As for the in-house work, the metadata fields are identical to those used on the Virage workstation at Archive Impact. After the Video is logged and the metadata entered, the same batch load is used to import into Content Manager, during which the metadata is indexed with IBM's Enterprise Information Portal [EIP] for text searching. Low-resolution video is maintained on disk for a period of time and high-resolution is pumped directly to tape storage.
Searching for "Santa"
Once the video or other content is in the system, it's available to employees through CCISRS. A sample search, Ryan says, might begin by selecting "Search all Libraries by Text," with the search term "Santa Claus." The system would return a set of initial descriptions and thumbnails for viewing by the user, including images, such as paintings and print ads, corporate presentations, documents, such as press releases, and video ads.

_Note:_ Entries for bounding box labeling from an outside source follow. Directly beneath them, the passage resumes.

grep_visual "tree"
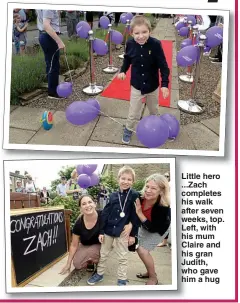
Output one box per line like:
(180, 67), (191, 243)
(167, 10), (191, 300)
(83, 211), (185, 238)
(51, 166), (75, 191)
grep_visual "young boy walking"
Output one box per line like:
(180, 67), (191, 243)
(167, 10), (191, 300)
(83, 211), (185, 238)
(87, 166), (139, 286)
(118, 15), (169, 144)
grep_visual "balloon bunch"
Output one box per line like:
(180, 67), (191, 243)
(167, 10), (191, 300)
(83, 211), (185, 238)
(65, 99), (100, 125)
(136, 114), (180, 148)
(76, 164), (99, 189)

"Select the thumbnail for a video ad," Ryan says, "and you are presented a storyboard which gives visual overview of the ad. This option, which lets users know if they are on the right track or if the ad is different than they thought, has been popular overseas, where bandwidth is more limited. They can then select 'Play Video,' and the low bit-rate version of the ad is forwarded to desktop. Windows Media player launches, and will let the user play video." The user also has the option to save to his or her desktop.
Ryan says that installation and testing took place over most of 2001, with a soft launch to the existing user-base in September. In October 2001, the system was opened up to general Coca-Cola use. While over 20,000 images, videos, or documents now reside in the system, Ryan describes this as "just a good beginning. I doubt we will ever have the entire Archives online."
"The biggest challenge faced by the IBM team—besides creating and building the system for less than $5 million—was addressing the client's business requirements early in the planning stages," Anderson recalls. "As with most major productions, it's easier and cheaper to make changes before the physical implementation begins. So we go through this tremendous planning stage where we really clarify technical requirements early on."
Among the most important lessons the department learned in the process, Ryan says, was that "developing your metadata and field structure will be the most critical thing you do. That way you will not back down when the vendor says a 1,248 character description field is too big." Ryan also says that the customer "has to make an effort to understand the technological side to offer input. The IS side does not understand archives, so the archivist must learn as much IS as possible."
So far, the effort appears to have paid off. "The time-savings for my staff is huge," Mooney says. "Coca-Cola employees can now do their own research at their leisure. The system allows them to search as broadly as they desire, to review hundreds of pages of material, and to be sure that they are locating the most relevant materials."
"We have seen a tremendous number of new users," Ryan adds, "and the feedback we are receiving from users, particularly those outside Atlanta, has been tremendous. Prior to the launch of the system, a request from Australia for an ad would have been conveyed via phone, fax, or email, we would have pulled the ad, hoping we had the correct one, transferred it to video, and then shipped it out." With its DAM system, Coca-Cola now measures time savings for locating valuable archived materials in weeks.